A Table's Worth | Teen Ink

A Table's Worth

June 13, 2022
By oliviazxiao BRONZE, Beijing, Other
oliviazxiao BRONZE, Beijing, Other
2 articles 0 photos 0 comments

As a table, life can be quite dull. You cannot move, with four wooden legs planted on the ground at all times, you cannot speak, as you do not have a mouth, and you cannot feel, because you are made of wood. But there is one thing you know how to do. Although, this perhaps does not apply to everyone. I am probably the only table who has this ability. I can listen. Dinnertime is always the best time of day because everyone is here. They sit around me with their plates on me. And they speak. In return, I listen.

Usually, they talk about their day. What happened at school. A play they got into. A test they got a high score on. But sometimes, the topics are not as bright. On some days there is yelling, I presume from the mother to her children. And sometimes there is even crying. Quiet, muffled by hands pressed tightly on the face. It is during those times that I really wish I could move. I wish I could become a person like they all are. Because that way, I could comfort the crier.

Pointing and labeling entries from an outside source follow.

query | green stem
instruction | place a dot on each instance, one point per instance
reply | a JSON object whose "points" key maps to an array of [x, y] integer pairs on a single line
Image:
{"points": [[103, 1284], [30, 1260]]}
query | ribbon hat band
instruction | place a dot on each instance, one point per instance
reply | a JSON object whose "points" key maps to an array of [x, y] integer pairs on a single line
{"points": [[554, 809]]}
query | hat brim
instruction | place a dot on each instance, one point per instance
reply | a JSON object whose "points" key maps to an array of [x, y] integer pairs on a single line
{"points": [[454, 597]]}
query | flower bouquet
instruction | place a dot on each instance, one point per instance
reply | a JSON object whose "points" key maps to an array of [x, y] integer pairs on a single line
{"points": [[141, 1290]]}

Most times, I feel like this special ability to hear is a blessing. It makes my life a little less tedious. But there are also moments where it feels like a curse. Most likely because I feel useless. At the end of the day, I am just a piece of conveniently shaped wood. I wasn't even born like this; I was manmade. I feel helpless. If there was ever a fire, I would have been left to burn. There are lots of wooden things that lead better lives. I am particularly envious of books.

Admittedly, they are much less sturdy than I am. I push that fact aside. The thing about books is that they mean something to people. I am sure the people who sit around me each day have a favorite book. Sometimes, albeit rarely, they even talk about it. Books are, I think, the intimate object with the highest value. I could be made of gold, placed in the middle of a gleaming marble dining hall, with diamond chandeliers hanging about me, and a battered book with yellowed pages could still be worth more. Not just in terms of money.

A golden table could be worth thousands. A book could just be worth a few dollars, but it can be priceless. Nobody cares about tables. Many treasure their favorite book. Take the example of the fire again. If you could only save one thing, nobody would choose a table to rescue from the burning house. A book? Much more likely. Books make people laugh. They make them cry. The only time I have made someone cry is when they ran into one of my corners. There is a difference.

Perhaps I spend too much time thinking about things like this. But as a table, what else is there to do besides think? I could dream of being a book, but it will probably never happen. The only choice I have is to do my best as I am. Nobody cares for me and I may not be special, but I try to tell myself that I am not useless. People put plates on me. They use me to write books. They slam their fists and faces on me when they get frustrated. I am useful; everything is. They just may not realize it.


The author's comments:

The topic of this essay was anthropomorphism--the attribution of human characteristics to inanimate objects. I chose to write from the perspective of a table.